Getting realistic about capital gains tax
Roger Kerr , the executive director of the New Zealand Business Roundtable.
Column: Business view
Recently there have been renewed calls to tax capital gains on housing.
Opposition leader Phil Goff has indicated Labour would be open to talks.
Parliament's Finance and Expenditure Committee considered the taxation of housing in its 2007-08 monetary policy inquiry.
It found that the monetary framework was sound, with monetary policy being necessary and sufficient to maintain price stability. Only the Green Party recommended a capital gains tax (CGT) on housing (other than the family home).
Monetary policy is a powerful instrument. Tight monetary policy dampened inflationary pressures through 2007.
Current loose monetary policy, combined with indications from the Reserve Bank that it expects to keep interest rates low well into next year, carries risks of an unbalanced recovery and a resurgence of inflation.
Could these risks be reduced by altering the tax treatment of housing?
Some have suggested such action could curb house price inflation, reduce the alleged tax advantages of rental housing, and channel investment to more productive sectors of the economy.
These arguments are largely fallacious.
A CGT on housing would not reduce inflation. Inflation is a monetary phenomenon: essentially too much money chasing too few goods. It is an ongoing increase in the general level of prices, not a one-off change in some prices.
The introduction of GST resulted in a one-off increase in the CPI; it did not lead to ongoing inflation. Similarly, a CGT might reduce property prices initially but it would not affect longer-term inflation.
Moreover, if a CGT on housing were applied only to realised gains, that is, as properties were sold, house prices could rise because of owners holding on to homes to defer the tax on gains.
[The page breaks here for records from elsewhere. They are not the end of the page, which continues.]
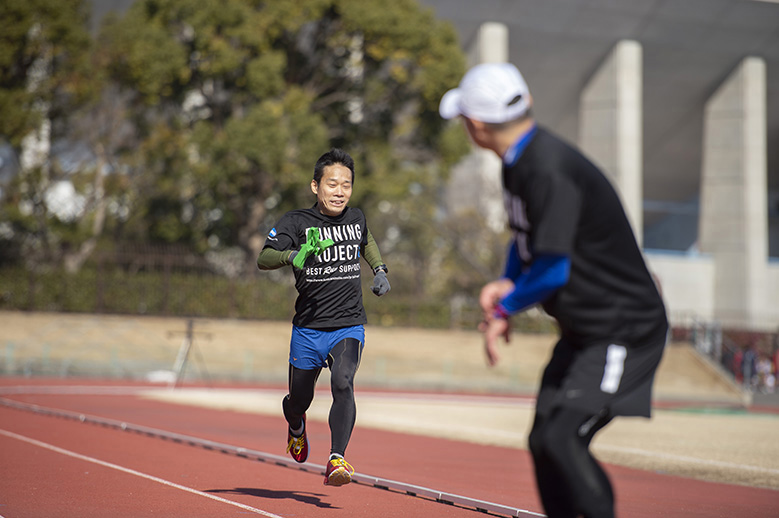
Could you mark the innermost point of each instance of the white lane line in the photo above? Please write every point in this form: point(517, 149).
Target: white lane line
point(136, 473)
point(687, 459)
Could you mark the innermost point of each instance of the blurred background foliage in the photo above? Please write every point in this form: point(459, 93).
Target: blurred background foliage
point(194, 125)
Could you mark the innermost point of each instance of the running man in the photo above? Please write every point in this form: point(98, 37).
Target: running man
point(324, 244)
point(572, 251)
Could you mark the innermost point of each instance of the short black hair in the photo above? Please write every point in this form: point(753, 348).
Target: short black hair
point(332, 157)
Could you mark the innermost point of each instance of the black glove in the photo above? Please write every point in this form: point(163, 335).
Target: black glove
point(380, 284)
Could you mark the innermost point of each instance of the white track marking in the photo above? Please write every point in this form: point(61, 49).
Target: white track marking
point(687, 459)
point(136, 473)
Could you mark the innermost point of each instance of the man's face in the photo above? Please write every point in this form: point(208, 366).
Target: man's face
point(476, 132)
point(334, 189)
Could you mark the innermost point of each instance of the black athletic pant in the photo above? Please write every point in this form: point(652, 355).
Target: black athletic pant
point(570, 481)
point(343, 360)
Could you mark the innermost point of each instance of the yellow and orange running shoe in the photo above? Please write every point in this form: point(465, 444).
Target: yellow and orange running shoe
point(339, 472)
point(298, 446)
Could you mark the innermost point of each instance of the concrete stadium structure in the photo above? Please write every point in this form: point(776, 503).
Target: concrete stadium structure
point(678, 101)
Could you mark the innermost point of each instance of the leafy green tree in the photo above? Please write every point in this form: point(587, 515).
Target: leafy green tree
point(234, 100)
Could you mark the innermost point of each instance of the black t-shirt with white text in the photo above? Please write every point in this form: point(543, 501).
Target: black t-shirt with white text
point(329, 289)
point(560, 203)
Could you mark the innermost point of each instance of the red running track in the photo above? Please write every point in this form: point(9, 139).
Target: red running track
point(57, 467)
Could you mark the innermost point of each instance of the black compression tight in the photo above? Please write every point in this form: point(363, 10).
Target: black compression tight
point(344, 359)
point(570, 481)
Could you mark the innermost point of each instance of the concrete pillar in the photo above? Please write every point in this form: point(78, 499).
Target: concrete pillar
point(734, 218)
point(489, 46)
point(610, 119)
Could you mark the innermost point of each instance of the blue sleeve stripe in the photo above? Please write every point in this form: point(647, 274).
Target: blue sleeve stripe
point(547, 274)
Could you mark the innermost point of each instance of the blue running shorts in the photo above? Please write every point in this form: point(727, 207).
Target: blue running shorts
point(308, 348)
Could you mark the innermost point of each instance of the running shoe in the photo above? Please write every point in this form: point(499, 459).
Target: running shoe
point(338, 473)
point(297, 447)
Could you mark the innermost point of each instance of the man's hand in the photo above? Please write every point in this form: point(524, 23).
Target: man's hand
point(380, 284)
point(493, 330)
point(299, 256)
point(312, 246)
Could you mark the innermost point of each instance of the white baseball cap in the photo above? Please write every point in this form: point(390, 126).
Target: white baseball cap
point(490, 92)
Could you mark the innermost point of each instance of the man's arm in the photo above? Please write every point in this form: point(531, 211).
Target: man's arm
point(371, 254)
point(547, 274)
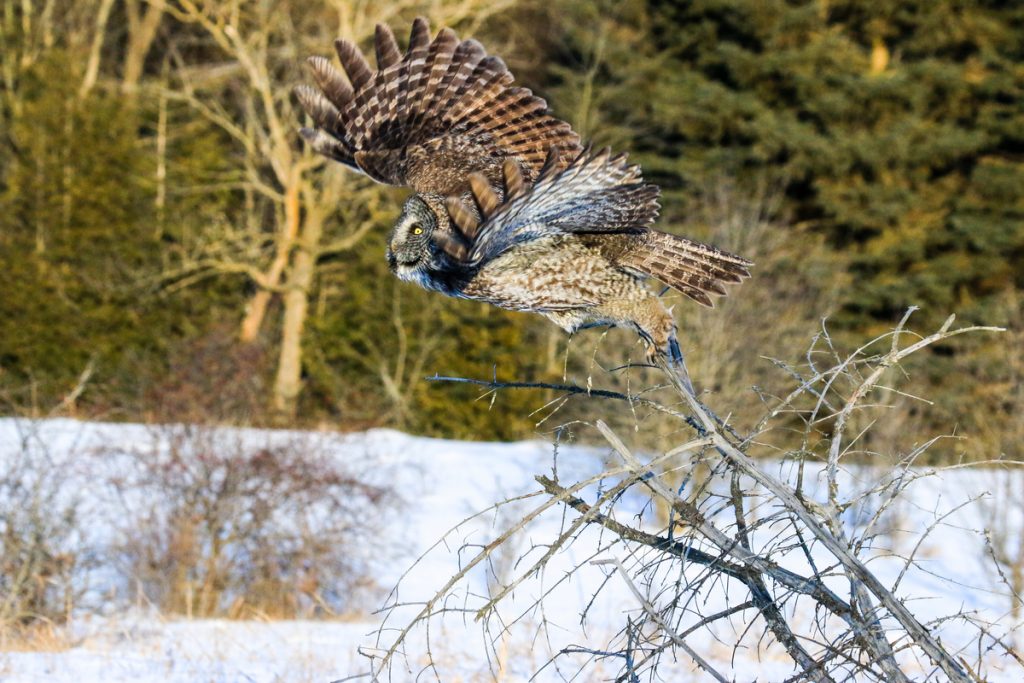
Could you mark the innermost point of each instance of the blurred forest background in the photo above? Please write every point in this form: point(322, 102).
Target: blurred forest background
point(170, 251)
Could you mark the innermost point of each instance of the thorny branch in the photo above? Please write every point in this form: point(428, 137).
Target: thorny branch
point(740, 528)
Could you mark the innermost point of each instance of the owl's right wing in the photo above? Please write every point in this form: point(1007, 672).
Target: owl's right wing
point(430, 118)
point(595, 194)
point(600, 196)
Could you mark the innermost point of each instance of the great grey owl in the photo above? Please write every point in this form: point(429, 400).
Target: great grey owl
point(507, 208)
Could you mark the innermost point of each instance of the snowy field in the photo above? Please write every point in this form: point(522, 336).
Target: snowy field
point(442, 483)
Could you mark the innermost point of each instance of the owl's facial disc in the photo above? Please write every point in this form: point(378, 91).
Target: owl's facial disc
point(409, 246)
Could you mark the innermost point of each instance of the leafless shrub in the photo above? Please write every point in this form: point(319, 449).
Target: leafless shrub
point(779, 556)
point(213, 523)
point(41, 552)
point(213, 379)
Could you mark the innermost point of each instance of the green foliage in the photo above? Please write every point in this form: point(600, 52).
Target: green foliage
point(891, 131)
point(80, 246)
point(897, 126)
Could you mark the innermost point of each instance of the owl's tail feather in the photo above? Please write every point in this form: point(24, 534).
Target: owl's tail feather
point(695, 269)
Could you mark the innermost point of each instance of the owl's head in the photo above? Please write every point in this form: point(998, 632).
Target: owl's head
point(411, 251)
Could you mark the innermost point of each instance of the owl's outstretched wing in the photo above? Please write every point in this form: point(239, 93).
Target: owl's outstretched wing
point(595, 194)
point(430, 118)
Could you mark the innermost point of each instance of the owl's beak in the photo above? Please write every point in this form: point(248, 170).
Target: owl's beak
point(402, 259)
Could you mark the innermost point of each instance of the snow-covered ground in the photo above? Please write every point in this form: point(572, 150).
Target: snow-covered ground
point(443, 483)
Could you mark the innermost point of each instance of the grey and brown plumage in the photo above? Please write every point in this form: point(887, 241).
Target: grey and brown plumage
point(507, 207)
point(574, 247)
point(428, 119)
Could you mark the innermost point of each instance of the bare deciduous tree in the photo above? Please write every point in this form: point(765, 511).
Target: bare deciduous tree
point(315, 211)
point(764, 555)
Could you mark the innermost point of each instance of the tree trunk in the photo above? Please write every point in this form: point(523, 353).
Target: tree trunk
point(141, 32)
point(288, 383)
point(256, 310)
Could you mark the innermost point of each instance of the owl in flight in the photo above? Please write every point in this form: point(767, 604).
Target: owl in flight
point(507, 207)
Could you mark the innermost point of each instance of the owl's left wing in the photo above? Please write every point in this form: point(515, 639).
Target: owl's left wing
point(595, 194)
point(429, 118)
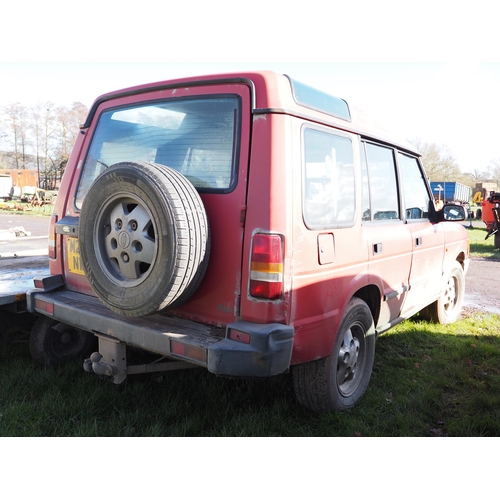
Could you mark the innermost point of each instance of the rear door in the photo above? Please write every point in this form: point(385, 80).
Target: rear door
point(389, 238)
point(201, 131)
point(427, 237)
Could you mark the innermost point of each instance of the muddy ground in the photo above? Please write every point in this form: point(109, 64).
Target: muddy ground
point(482, 286)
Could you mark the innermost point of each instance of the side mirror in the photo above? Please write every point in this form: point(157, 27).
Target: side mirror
point(454, 213)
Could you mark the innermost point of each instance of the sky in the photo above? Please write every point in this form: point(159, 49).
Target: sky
point(455, 104)
point(370, 53)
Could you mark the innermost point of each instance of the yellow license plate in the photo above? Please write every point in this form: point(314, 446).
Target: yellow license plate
point(74, 261)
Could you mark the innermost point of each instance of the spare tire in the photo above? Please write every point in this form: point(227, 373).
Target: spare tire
point(144, 238)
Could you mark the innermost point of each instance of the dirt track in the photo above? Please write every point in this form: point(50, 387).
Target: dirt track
point(482, 286)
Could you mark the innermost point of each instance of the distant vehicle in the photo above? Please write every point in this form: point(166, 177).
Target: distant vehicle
point(451, 191)
point(248, 224)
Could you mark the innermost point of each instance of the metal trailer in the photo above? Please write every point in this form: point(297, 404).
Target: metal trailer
point(16, 278)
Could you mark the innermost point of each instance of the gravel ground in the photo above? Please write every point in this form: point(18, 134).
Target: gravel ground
point(482, 286)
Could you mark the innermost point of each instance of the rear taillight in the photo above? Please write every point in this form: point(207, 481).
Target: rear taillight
point(52, 237)
point(266, 267)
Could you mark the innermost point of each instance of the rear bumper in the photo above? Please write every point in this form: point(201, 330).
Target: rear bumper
point(265, 351)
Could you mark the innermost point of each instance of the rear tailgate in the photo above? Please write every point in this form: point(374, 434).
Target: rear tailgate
point(216, 300)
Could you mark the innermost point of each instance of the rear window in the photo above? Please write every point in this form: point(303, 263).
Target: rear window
point(329, 191)
point(196, 137)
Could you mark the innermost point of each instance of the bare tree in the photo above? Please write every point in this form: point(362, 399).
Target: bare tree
point(16, 126)
point(438, 161)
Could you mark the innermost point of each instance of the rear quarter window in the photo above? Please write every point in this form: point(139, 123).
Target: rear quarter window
point(328, 175)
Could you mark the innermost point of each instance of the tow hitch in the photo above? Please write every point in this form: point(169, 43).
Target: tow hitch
point(111, 362)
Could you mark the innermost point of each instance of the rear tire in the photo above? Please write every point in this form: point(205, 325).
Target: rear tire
point(447, 308)
point(338, 382)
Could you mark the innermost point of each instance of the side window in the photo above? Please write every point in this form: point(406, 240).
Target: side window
point(365, 186)
point(380, 172)
point(329, 191)
point(416, 196)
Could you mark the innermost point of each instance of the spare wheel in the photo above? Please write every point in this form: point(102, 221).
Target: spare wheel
point(144, 238)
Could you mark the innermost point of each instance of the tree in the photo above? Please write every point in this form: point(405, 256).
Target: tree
point(40, 137)
point(439, 162)
point(16, 127)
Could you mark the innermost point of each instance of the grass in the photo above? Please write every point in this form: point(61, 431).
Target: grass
point(428, 380)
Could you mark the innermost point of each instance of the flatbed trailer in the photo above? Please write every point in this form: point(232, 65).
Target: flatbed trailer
point(16, 279)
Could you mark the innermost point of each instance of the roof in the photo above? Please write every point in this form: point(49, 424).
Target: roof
point(277, 93)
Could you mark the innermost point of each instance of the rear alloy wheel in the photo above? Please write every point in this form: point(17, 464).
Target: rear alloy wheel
point(447, 308)
point(338, 382)
point(52, 342)
point(144, 238)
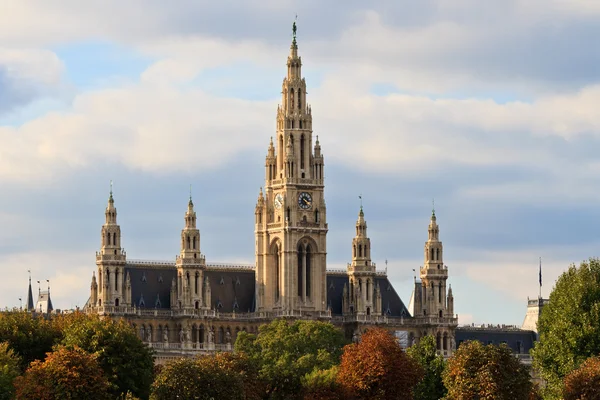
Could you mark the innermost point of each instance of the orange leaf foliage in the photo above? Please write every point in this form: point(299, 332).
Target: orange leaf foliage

Anything that reduces supply is likely to lead to an increase, not a decrease, in price.
Empirical evidence confirms what theory suggests: the inflation performance of countries that apply a CGT does not differ systematically from countries that don't.
Australia, the United States and Britain, which tax capital gains, have all had large and volatile house price movements this decade.
A second mistaken assumption is that investment in rental housing enjoys tax privileges.
As Inland Revenue deputy commissioner Robin Oliver told a select committee in 2007, rules about expenses for deducting costs such as interest, upkeep and maintenance, as well as paying tax on income, are the same for investments in shares or anything else.
People are misled into thinking that rental housing is tax-preferred since highly- geared rental property may record tax losses. This is because the full economic income earned on rental property is not taxed. However, this is a quite general feature of the taxation of real assets, including plant and equipment and farms.
Moreover, any attempt to increase the taxation of investment in rental housing could well push up rents as investors seek to restore after- tax returns.
A third issue is owner- occupied housing. It's true that this category of housing (which represents two-thirds of the housing stock) is tax-favoured because imputed rents (the value of housing services to owners) are untaxed.
Rather than attempt to tax imputed rents (which would logically be the first step) or impose a CGT on housing, my preference would be to lower and flatten the income tax scale, as the 2001 McLeod Tax Review recommended.
While not eliminating the tax preference for owner-occupied housing, such moves would reduce it whereas the previous government's move to raise the top income tax rate increased it.
There can be fair debate about how far we should tax real capital gains, although in my view the practical problems make major moves unattractive and the revenue gains would be small.
However, the debate has nothing to do with monetary policy and inflation, and myths about tax preferences and their effects should not be perpetuated.